Lachend schoben sie ihre Mama auf den Stuhl und halfen dann ihrem Papa den Frühstückstisch zu decken.

Für eine kurze Weile vergas Hanna ihre Sorgen und sie lachten und erzählten sich viel bei einem leckeren Sonntagsfrühstück. Als Marie und Sophie fertig waren, fragten sie artig ob sie aufstehen durften.

Stefan räumte den Frühstückstisch wieder ab und Tina holte die Deutschlandkarte und breitete sie auf dem Tisch auseinander.

Gemeinsam mit Hanna schaute sie wie gebannt auf die Karte, als ob ihr hypnotischer Blick ihnen verraten würde, wo Hanna am Glücklichsten werden würde.

Sie studierten die Karte und die Städte Namen an der Küste.

„Ich glaube ich fahre erstmal einfach in Richtung Rostock und schaue dann dort wohin es mich verschlägt.“ Sagte Hanna. „Dort gibt es so viele schöne Städte und Orte.“ Hanna erinnerte sich gerne an die Urlaube mit ihren Eltern, als sie noch ein Kind war. Sie waren oft an der Küste gewesen, dann aber immer auf Sylt an der Nordsee.

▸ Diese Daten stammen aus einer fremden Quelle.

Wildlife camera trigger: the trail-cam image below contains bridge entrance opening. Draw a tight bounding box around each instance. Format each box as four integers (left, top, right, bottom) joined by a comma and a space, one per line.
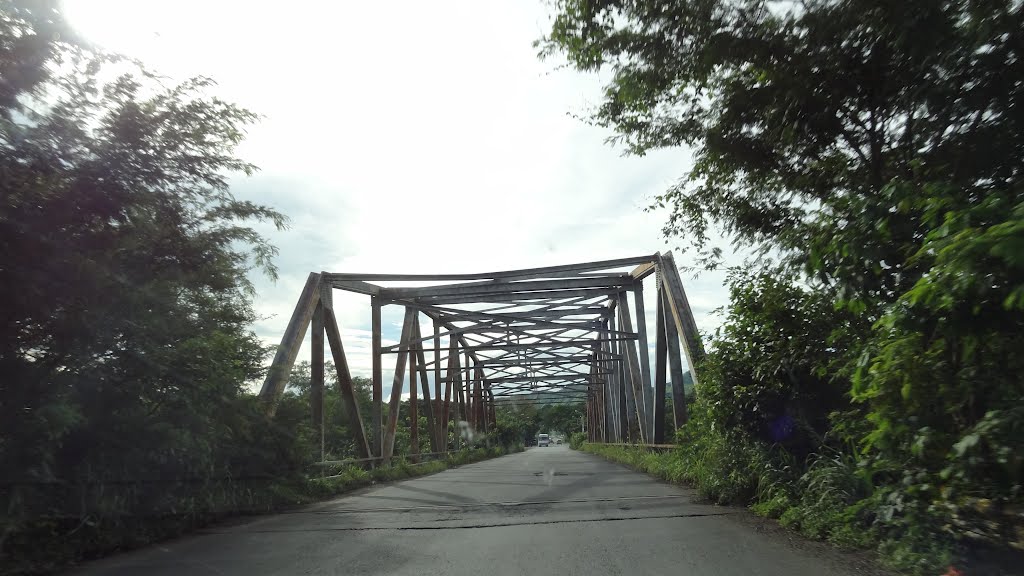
260, 252, 703, 461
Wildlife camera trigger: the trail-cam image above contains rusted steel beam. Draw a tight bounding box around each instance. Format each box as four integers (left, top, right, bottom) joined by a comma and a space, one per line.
383, 308, 419, 462
309, 297, 330, 460
323, 273, 381, 296
434, 319, 444, 451
487, 372, 591, 384
480, 356, 591, 367
441, 339, 461, 448
319, 254, 656, 282
630, 260, 657, 280
380, 274, 634, 301
409, 338, 420, 462
652, 274, 669, 444
370, 296, 384, 457
324, 306, 371, 458
659, 252, 705, 385
662, 282, 692, 429
259, 273, 321, 403
633, 282, 654, 441
428, 304, 611, 322
618, 293, 650, 442
413, 322, 439, 452
409, 288, 618, 304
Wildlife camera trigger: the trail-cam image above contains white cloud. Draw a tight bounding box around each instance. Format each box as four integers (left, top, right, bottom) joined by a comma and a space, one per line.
68, 0, 726, 389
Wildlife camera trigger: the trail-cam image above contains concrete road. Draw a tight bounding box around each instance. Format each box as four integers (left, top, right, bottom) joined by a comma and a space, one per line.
70, 446, 873, 576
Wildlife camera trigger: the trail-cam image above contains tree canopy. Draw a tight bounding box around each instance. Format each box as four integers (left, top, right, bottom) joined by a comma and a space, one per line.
538, 0, 1024, 570
0, 0, 304, 564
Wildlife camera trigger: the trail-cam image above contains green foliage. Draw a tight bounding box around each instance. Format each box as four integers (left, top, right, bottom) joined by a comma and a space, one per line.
537, 404, 586, 436
493, 404, 541, 446
539, 0, 1024, 573
0, 0, 308, 570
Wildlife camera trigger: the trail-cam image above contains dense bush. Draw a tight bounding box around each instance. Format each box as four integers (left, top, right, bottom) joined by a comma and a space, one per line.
539, 0, 1024, 573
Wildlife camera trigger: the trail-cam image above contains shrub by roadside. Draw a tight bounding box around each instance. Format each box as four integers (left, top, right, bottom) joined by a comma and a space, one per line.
0, 445, 523, 576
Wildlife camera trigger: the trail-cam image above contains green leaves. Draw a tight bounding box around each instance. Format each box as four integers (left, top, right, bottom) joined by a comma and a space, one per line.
541, 0, 1024, 570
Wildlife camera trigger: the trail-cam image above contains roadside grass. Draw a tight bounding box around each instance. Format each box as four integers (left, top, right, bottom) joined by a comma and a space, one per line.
0, 446, 522, 576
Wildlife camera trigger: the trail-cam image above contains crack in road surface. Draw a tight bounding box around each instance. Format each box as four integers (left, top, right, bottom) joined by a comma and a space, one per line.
296, 495, 689, 516
201, 511, 735, 534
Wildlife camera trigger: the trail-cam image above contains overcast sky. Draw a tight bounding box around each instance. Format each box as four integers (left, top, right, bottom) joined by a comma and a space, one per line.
67, 0, 726, 389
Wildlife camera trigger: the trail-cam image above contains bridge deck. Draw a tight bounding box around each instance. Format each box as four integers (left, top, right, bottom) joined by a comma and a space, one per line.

Das Meer, der Strand, die Dünen… das hatte es ihr damals schon angetan. Sie liebte es einfach am Wasser zu sitzen und den Wellen zu lauschen. Am schönsten war es noch, wenn man beim Wellenrauschen einschlafen konnte.

Schon als Kind hatte sie gerne gelesen und konnte sich dann stundenlang mit einem guten Buch in den Strandkorb verkrümeln. Nicht nur einmal hatten ihre Eltern panisch den Strand abgesucht mit den Horrorgedanken, ihren leblosen Körper an Land gespült zu finden.

Hanna hatte es damals schon nicht verstanden. Ihre Eltern sollten sie doch besser kennen. Sie wussten doch, dass Hanna für ihr Alter schon sehr vernünftig war.

Wo sie ihre Vernunft jetzt gelassen hatte, vermochte sie nicht zu sagen. Aber das war Hanna jetzt auch egal. Sie freute sich auf ihren Neuanfang und konnte das Meer quasi schon riechen.